This photo, obviously of London, was taken about 1890, probably for use as a picture postcard by the James Valentine company. It shows a view of Fleet Street, one of the most well-known streets in the city, and the dome of St. Paul’s Cathedral hovering in the distance. I love old urban photos like this because they give you a sense of the crowd and bustle that characterized cities in the late 19th century, and there are some very interesting human details here. The “Hancock Chemist” appears to be a drugstore. I think the building next to it may be a hat store. I can’t quite read the round sign above it, but what letters I can make out may spell “HATTERS.” Note the boy carrying the bundle at the bottom of the photo, and also the well-dressed gentleman with the top hat looking into the window at the lower left. The traffic is heavy on this street but there are no automobiles–1890 was just about the last time in London’s history you could go down a main thoroughfare and not see a car of any kind.

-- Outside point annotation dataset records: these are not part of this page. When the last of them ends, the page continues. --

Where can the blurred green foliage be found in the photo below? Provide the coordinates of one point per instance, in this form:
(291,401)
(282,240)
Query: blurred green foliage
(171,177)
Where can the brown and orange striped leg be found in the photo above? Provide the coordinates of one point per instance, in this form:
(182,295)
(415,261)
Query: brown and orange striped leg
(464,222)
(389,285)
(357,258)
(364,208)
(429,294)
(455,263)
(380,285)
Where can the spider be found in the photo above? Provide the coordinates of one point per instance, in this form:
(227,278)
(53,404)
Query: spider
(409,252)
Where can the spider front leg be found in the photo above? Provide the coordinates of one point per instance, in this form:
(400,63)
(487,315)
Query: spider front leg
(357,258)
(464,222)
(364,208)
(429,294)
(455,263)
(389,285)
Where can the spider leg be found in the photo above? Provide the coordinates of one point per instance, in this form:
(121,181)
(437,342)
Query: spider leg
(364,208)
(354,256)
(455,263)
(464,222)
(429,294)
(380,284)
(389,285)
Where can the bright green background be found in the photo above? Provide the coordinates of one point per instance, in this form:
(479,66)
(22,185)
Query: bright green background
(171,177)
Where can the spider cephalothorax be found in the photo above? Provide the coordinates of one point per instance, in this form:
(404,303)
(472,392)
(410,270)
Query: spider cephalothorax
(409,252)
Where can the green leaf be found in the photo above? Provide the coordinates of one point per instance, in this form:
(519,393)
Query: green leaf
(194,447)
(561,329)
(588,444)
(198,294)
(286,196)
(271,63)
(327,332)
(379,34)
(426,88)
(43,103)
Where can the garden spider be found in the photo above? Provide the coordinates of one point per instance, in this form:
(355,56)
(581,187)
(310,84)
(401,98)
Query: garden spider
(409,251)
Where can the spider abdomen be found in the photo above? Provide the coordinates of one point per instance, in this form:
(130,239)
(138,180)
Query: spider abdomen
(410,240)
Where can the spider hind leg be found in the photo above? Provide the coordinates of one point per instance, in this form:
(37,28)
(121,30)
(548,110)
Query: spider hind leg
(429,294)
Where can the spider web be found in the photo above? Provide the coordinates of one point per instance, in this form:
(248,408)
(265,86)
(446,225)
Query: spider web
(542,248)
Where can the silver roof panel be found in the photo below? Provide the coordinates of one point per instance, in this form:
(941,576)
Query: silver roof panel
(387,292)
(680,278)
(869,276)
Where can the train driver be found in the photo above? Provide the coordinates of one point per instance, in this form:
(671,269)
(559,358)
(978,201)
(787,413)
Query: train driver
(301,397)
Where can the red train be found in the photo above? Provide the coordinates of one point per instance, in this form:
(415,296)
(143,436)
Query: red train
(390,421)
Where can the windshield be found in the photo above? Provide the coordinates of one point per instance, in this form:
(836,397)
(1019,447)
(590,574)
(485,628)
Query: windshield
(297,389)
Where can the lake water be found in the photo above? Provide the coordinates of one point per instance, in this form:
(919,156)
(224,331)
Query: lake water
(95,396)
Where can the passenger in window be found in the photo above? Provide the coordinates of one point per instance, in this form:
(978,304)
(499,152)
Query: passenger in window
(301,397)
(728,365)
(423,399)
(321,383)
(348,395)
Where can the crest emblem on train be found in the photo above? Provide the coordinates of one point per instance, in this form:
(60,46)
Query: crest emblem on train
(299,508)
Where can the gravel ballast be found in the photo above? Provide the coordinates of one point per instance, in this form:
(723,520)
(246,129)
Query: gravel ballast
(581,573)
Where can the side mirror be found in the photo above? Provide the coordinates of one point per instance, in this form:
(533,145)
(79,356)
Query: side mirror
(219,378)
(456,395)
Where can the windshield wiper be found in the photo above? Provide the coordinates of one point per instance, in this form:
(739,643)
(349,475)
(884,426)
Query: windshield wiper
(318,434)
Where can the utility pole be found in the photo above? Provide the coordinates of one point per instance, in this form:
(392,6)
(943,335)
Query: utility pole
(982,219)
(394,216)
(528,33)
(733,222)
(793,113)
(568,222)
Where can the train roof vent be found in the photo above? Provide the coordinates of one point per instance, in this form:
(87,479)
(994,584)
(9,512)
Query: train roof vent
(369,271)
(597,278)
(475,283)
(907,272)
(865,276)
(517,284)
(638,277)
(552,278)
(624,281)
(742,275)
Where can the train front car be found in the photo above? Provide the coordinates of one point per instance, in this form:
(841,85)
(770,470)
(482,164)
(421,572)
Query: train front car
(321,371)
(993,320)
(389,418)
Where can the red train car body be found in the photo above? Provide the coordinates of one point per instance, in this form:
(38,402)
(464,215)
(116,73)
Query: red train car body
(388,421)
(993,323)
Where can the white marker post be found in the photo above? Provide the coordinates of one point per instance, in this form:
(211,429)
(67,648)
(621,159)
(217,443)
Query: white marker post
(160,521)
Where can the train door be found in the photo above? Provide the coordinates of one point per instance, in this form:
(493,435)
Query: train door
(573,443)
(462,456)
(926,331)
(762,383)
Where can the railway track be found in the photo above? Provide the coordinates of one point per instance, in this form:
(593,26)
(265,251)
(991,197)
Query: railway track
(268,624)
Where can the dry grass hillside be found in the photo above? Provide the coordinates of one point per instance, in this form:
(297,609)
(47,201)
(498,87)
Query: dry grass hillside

St. Paul’s looks surprisingly bright, although in this photo you can still see some of the streaking down the dome caused by coal dust. The “new” St. Paul’s, rebuilt by Christopher Wren after the Great Fire of London, was completed in the 1710s but unfortunately no photographs exist of what it must have looked like before coal dust and smoke permanently etched its dome and facade dark gray in the early Victorian era. This photo was taken toward the end of Victoria’s reign, and the changes that London saw in those few decades were like nothing else in the previous thousand years of its history. Indeed this photo is interesting because you can sense the city moving toward a new and much busier era, but at the same time some things about it are still firmly rooted in the past.
I fooled around on my Google Earth and managed to find a street view shot taken from approximately the same place. This picture was taken in 2015. I believe the building at left under remodel (the scaffolding) is the same one you see in the left of the 1890 picture. Bizarrely the street is much less busy in 2015 than in 1890, but that may just be a function of what time of day the photo was taken.